A Universal Apology Point Seven: ON CONTINUITY

ON CONTINUITY

I am recounting in chronological order the several reasons I have for accepting that the Catholic Church is what she says she is.

The seventh point is the matter of historical consistency or continuity.

I was shocked to learn that it is not merely the Catholics who forbid the use of contraceptives, but all Christian denominations throughout the world, until the 1930’s did also.

All the other denominations changed their stance, changed their teachings, and changed their minds in the years between the Great War and the Cold War.

And yet I have heard no rumor of a prophet whose many miracles convinced all these other denominations that God Almighty had excused them from what their fathers back to the First Century had taught and believed.

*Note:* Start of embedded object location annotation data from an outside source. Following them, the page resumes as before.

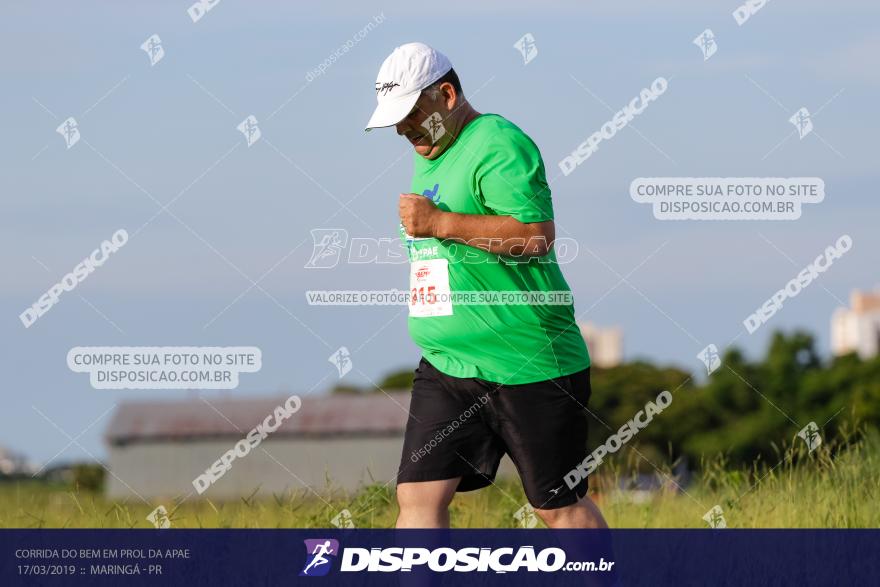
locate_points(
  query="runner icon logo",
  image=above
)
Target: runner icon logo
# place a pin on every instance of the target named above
(318, 556)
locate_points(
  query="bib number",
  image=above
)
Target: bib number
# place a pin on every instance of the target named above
(429, 288)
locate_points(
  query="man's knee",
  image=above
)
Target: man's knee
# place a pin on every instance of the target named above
(554, 516)
(426, 495)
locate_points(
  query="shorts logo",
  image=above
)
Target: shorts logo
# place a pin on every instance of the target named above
(318, 552)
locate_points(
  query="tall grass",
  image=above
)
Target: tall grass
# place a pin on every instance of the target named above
(835, 486)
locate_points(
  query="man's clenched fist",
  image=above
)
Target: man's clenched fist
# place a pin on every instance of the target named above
(419, 215)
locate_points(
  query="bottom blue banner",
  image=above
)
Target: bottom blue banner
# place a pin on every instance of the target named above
(429, 557)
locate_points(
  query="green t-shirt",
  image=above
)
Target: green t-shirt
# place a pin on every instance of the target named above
(493, 168)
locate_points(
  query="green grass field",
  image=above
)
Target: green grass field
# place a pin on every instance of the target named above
(836, 487)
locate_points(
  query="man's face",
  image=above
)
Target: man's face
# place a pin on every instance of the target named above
(416, 127)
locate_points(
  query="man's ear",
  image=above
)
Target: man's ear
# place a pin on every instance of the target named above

The Didache, which is perhaps the earliest extra-Biblical writing by a Christian that survives, acts as a handbook or Enchiridion of what the early Church believed, and it may be older than some of the Epistles.

It was just as striking to me that the Didache condemned contraception than that none of my Protestants friend with whom I spoke, and none of the Protestant writers whom I read, mentioned this writing, or seemed even aware it existed.

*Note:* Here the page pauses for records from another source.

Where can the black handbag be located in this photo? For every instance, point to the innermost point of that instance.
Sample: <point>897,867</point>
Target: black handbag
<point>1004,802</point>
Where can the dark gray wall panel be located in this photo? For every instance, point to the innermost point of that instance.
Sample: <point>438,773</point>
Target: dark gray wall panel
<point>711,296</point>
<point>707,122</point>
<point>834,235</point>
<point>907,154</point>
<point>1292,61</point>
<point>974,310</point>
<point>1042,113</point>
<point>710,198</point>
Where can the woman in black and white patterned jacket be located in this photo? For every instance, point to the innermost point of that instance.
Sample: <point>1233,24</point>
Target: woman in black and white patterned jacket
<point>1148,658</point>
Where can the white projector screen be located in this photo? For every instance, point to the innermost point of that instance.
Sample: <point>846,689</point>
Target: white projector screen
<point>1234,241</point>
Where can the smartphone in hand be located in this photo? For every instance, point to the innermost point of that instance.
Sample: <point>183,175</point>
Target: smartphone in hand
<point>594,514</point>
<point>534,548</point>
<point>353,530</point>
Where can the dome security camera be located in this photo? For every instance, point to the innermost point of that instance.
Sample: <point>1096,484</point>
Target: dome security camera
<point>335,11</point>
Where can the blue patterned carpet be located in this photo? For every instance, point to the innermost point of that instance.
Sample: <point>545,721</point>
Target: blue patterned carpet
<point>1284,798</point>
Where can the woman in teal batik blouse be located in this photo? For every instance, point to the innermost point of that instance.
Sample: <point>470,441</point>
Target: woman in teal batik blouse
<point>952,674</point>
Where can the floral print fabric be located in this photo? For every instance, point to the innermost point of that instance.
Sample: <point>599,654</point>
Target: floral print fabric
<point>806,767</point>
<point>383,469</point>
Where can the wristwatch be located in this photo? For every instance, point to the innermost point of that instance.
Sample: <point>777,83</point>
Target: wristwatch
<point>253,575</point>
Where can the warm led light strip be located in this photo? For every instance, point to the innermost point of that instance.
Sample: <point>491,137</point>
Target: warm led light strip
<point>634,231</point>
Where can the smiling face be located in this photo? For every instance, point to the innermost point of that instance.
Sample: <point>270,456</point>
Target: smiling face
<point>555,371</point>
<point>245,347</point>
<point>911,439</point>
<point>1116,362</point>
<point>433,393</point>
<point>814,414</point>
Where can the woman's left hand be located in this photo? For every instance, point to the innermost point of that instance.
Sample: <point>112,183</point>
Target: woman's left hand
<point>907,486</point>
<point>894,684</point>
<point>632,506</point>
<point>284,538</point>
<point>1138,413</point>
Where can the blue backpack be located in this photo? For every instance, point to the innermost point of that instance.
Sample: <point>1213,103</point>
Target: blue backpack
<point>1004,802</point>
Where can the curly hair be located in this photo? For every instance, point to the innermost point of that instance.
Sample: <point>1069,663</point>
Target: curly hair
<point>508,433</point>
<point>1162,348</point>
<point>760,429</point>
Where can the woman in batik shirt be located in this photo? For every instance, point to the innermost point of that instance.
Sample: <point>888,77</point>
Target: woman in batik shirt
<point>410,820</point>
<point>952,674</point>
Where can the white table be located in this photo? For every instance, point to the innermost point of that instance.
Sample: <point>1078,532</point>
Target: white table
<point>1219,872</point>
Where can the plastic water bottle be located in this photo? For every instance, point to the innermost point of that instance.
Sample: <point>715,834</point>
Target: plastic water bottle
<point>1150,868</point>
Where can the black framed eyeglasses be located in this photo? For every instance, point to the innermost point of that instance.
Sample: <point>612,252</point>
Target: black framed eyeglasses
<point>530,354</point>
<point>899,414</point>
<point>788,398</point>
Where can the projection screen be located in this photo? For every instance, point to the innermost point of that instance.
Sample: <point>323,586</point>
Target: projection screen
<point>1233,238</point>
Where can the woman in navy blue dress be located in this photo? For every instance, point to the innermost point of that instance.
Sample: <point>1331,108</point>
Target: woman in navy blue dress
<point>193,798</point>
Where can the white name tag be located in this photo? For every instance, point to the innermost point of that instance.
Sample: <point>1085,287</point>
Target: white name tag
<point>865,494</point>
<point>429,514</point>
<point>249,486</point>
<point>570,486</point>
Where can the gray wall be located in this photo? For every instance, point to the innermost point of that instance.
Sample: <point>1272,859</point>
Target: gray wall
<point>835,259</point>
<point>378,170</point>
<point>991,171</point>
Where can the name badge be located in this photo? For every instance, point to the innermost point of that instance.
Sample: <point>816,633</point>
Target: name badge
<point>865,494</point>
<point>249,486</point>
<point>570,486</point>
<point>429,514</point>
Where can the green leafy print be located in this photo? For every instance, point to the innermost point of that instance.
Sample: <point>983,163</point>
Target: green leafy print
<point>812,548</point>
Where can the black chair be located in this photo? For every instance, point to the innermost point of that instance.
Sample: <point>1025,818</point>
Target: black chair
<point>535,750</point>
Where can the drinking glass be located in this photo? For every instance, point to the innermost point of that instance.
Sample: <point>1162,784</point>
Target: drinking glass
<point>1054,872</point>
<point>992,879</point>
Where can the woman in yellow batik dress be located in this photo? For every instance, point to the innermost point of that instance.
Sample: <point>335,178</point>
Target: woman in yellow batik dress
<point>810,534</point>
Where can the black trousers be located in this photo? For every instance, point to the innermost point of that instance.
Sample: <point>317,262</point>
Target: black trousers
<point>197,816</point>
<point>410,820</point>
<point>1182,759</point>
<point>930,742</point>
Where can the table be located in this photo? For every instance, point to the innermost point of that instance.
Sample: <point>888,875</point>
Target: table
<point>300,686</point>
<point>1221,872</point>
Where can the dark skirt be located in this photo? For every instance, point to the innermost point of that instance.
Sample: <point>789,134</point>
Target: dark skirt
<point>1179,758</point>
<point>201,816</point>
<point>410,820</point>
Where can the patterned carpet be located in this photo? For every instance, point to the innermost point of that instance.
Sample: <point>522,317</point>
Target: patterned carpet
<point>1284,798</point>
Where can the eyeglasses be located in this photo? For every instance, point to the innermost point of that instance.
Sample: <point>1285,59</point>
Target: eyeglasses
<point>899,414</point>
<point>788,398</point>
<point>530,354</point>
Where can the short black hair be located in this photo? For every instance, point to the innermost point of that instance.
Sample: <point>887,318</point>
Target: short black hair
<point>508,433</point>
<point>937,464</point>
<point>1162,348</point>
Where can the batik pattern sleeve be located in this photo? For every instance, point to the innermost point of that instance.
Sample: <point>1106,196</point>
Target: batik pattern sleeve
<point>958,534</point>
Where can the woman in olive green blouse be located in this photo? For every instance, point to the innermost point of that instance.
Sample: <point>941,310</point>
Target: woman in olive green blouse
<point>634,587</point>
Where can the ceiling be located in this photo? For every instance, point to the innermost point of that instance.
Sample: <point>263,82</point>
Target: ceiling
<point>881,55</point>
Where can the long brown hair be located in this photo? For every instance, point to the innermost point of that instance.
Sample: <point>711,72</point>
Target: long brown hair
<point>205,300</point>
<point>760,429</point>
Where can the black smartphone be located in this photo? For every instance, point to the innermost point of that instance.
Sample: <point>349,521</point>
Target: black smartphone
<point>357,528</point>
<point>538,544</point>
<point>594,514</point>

Obviously any denomination that is merely an ethical society or a Christian-flavored prayer meeting group can make no claim to be guided by the Holy Spirit to preach and teach infallibly and without error what Christ taught and wishes taught.

But any organization which does not claim to be infallibly guided by the Holy Spirit has no reason, in a world were heretics and odd opinions are as thick as locusts, and in a Church whose scriptures ring with repeated warnings against false Christs and false prophets, to have any faith that their fathers kept the teaching truthfully and faithfully.

And, worse, if their fathers repudiated the teaching of their grandfathers, and ignored not one nor a dozen but all of the prior generations of Christian thought and teaching, it is not logically possible to claim that the Holy Spirit has infallibly guided those decisions, because not even God can utter contradictions.

Only when the fathers repudiate a repudiation of their grandfathers, and return to the original teaching of their greatgrandfathers, can they seriously claim a loyalty to the truth across the generations.

And all honest Protestants make exactly that claim, for they say there was an original Church, before she turned apostate and diabolical, which preached and taught exactly what their own founders, Luther or Zwingli or Calvin or Wesley, preaches and teaches.

But when the fathers repudiate their grandfathers to follow the harlot of fashionable current opinion, as did the Anglicans in the 1930’s, more concerned with being Progressive than being Protestant, that denomination is not a church, but a prayer society, or a political society.

A Protestant who says that Polycarp was  Protestant and so was Augustine, and that the Church grew unchristian ergo Catholic in the Twelfth or Thirteenth Century, and that Luther rediscovered the original hull of the Ark of Christ beneath the barnacles and accretions of Papist corruption—that Protestant makes the claim to be loyal to the Church Christ founded. That claim may be right or wrong, but it is not dishonorable even if wrong.

But a Protestant who says that urban life and industrialization requires population control, and that the innate concupiscence of man making chastity and abstinence impossible between married couples, therefore natural reason requires contraception, previously forbidden by God, is now allowed and welcomed by Him, on the grounds that God Almighty has my personal comfort and convenience as His greatest if not sole consideration of His ever-changing legislation — that Protestant claims only to be loyal to the world, and to his phallus, and very disloyal indeed to women. That claim not only cannot be right, it cannot be tolerated.

I could not, as a matter of conscience, join any congregation that displayed no consistency of conscience across the generations.